Closed alyssaobester closed 1 year ago
Ryan and I discussed this yesterday, copying discussion here:
Ryan Peek: Would this be a pretty quick fix? I can probably take a deeper look this week, but thought you might have a quick thought. I asked for Alyssa to file an issue so we can track this.
Nick Santos: Yeah - basically, right now, it just runs a deduplicate operation on the table, then checks if it has fewer records than before it deduplicated the table and throws the error (but doesn't check which record was kept) Is NFD Natural Flows Database?
I think I don't know enough here to suggest a default behavior either, since it only occurs on some items, but I think all that would need to be done is to add a parameter to the function that pulls the metrics (and maybe to a few upstream functions) that sets how it chooses between multiple options (probably just a keyword that it checks whichever column has this info). It's possible that we could deprecate the offline version and just use the TNC API, and then have that flag to switch between them otherwise, there might be some edge cases to document but if we deprecate the old code, we'll probably want to remove a few flags as well :slightly_smiling_face: the code is in the utils_flow_metrics.R module
Ryan 4:58 PM great thanks…sort of what I figured.

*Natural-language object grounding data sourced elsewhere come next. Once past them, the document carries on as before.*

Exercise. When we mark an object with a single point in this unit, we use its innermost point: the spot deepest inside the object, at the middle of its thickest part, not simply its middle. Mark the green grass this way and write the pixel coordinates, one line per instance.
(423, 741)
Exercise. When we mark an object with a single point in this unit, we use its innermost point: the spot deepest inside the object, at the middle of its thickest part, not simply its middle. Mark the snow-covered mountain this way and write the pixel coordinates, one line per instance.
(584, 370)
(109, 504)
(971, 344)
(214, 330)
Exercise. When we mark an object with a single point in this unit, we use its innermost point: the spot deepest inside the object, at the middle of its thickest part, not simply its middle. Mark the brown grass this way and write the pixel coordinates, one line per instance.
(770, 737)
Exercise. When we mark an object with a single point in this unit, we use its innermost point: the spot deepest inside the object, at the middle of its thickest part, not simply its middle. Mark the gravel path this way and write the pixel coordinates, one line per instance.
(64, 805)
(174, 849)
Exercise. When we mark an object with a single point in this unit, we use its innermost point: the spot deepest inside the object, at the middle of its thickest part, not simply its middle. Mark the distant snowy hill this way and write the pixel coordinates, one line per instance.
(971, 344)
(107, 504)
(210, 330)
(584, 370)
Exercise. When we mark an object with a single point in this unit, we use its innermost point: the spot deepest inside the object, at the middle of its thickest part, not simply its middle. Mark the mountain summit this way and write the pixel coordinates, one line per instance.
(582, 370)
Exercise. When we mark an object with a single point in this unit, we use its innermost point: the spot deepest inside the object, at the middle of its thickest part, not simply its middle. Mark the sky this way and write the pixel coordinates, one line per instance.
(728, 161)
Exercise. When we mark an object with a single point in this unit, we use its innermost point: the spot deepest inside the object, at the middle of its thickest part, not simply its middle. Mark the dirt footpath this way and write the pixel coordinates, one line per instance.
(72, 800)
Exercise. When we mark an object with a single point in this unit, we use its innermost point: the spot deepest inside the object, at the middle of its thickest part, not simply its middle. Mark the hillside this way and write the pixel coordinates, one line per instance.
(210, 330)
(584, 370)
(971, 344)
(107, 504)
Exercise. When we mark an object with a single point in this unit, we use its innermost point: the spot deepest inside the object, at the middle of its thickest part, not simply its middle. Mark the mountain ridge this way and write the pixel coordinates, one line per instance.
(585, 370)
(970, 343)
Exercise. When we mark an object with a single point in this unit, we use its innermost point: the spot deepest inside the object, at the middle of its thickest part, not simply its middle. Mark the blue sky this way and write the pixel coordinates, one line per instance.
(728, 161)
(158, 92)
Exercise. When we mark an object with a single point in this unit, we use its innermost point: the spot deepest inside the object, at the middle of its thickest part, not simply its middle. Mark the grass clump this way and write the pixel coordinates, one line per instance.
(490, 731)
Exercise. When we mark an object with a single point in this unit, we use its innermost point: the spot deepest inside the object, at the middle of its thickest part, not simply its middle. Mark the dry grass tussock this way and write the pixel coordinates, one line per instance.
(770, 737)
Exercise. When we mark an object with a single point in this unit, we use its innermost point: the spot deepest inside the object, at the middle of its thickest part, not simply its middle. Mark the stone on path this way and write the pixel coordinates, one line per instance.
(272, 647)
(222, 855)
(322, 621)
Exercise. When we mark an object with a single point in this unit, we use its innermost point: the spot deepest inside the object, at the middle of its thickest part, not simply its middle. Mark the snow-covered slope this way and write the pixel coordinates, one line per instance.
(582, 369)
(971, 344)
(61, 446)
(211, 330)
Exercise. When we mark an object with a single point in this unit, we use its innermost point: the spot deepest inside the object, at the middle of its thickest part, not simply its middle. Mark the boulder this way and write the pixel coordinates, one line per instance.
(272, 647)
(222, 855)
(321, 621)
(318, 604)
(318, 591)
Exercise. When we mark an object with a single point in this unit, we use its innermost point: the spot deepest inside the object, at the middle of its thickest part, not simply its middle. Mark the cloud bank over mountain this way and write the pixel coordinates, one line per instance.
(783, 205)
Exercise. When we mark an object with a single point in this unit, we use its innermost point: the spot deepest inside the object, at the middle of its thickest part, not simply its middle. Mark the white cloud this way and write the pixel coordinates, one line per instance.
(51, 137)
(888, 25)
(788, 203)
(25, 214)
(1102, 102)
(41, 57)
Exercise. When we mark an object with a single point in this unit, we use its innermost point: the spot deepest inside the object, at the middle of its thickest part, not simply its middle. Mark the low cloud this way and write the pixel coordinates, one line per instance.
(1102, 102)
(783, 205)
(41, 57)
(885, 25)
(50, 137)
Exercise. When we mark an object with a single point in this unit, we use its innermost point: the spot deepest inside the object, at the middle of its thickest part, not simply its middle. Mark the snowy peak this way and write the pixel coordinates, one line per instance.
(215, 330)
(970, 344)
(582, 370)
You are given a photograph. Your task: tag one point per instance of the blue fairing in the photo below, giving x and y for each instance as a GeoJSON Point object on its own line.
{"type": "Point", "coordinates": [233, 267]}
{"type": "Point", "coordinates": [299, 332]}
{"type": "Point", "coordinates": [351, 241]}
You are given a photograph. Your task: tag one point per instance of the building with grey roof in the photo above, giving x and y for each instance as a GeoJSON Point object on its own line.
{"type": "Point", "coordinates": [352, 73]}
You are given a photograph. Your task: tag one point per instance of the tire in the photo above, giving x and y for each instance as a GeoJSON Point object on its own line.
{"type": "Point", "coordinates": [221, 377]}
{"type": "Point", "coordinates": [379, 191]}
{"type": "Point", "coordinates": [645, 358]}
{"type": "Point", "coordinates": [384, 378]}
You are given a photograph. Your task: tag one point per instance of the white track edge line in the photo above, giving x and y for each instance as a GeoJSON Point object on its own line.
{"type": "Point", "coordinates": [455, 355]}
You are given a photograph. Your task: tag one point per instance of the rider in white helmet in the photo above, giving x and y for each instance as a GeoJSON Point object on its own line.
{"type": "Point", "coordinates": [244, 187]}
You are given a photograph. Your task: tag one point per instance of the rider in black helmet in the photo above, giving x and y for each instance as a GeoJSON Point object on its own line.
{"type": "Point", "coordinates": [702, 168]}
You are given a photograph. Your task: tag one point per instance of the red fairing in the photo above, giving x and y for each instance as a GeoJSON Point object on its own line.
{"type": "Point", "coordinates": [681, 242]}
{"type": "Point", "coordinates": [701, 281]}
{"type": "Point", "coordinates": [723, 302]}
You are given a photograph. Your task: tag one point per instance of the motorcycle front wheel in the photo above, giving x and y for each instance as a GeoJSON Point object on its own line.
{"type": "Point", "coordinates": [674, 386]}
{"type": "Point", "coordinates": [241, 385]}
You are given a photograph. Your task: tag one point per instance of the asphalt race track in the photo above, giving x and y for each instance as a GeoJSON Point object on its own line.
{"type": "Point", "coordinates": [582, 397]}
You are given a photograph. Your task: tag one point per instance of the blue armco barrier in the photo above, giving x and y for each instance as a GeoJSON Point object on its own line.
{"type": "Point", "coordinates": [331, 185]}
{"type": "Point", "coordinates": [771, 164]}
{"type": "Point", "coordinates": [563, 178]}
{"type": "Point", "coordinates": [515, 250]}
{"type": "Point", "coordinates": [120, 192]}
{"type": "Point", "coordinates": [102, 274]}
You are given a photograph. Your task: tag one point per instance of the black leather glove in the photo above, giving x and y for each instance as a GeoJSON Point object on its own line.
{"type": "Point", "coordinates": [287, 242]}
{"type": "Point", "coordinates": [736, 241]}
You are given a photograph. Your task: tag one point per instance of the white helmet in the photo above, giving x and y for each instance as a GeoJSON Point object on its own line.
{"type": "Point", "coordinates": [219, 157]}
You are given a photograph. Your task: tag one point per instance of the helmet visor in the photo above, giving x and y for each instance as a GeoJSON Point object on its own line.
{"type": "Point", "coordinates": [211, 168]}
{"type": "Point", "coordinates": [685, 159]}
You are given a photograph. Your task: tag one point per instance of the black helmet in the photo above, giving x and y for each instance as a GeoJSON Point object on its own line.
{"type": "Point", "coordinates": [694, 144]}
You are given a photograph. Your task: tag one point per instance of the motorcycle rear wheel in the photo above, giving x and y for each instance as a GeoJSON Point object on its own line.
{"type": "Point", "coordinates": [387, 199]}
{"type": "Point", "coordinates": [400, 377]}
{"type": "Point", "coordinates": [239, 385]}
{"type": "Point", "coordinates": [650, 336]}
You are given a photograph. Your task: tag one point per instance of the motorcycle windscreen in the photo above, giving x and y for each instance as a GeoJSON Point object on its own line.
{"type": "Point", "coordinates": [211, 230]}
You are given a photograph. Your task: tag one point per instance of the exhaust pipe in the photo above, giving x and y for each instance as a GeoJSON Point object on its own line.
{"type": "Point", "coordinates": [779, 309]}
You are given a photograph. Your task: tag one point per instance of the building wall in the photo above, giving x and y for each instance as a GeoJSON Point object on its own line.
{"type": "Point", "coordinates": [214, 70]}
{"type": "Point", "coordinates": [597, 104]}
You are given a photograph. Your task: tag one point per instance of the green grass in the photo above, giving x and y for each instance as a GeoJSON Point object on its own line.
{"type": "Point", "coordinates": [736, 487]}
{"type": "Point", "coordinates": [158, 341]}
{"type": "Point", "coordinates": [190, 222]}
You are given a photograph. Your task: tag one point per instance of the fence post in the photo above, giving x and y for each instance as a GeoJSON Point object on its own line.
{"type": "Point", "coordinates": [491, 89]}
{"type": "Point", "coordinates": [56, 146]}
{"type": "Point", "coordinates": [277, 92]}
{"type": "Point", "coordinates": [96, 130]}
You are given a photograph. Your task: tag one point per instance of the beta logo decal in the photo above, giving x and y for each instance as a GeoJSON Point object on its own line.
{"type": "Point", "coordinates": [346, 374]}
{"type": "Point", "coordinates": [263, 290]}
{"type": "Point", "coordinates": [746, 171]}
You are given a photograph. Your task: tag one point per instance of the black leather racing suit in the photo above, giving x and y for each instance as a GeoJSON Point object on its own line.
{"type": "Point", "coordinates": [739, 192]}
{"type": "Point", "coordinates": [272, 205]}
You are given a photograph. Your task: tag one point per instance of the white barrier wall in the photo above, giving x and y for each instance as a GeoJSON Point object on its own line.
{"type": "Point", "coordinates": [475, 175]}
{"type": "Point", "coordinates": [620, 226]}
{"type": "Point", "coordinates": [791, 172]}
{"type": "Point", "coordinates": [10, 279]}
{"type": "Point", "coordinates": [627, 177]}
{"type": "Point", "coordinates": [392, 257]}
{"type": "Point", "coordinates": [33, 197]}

Seems folks want to have all the pieces…but I see your point about edgecases. I think at this point whatever is easiest and most concise to maintain/export would be my choice.
Nick Santos 5:00 PM yeah, I think the simplest thing is that if this is just a bugfix, change the deduplication behavior and be done with it. If there are cases where someone might want to choose which record to use, then the chain of functions there would need a parameter added
As an update, I think Ryan may have fixed this in #74 , but it never got merged and I'm checking with him on that now.
Merged!
When you use the package to pull flow metrics for a non-reference gage (i.e., the purple reaches on the NFD), the function that pulls the metrics removes any inferred (modeled) flow metric values and retains observed values. This means that instead of showing the modeled natural ranges, it’s actually providing the altered flow metric ranges. The package does give you a warning message when this occurs (see below), but I was hoping we could either change the wording of this warning to be more clear or change the code so that the inferred numbers are pulled rather than the observed.
_In get_predicted_flow_metrics_online(comid, wyt = wyt, fill_na_p10 = fill_na_p10) : Flow metric data from API contained duplicated records for some flow metrics that we automatically removed. This is a data quality issue in the predicted data - it can occasionally produce incorrect results - check the values of the predicted flow metrics at [https://flows.codefornature.org]__
This isn’t an issue if you pull metrics from the NFD. When you download them directly from the NFD, you are provided with both the inferred and the observed numbers.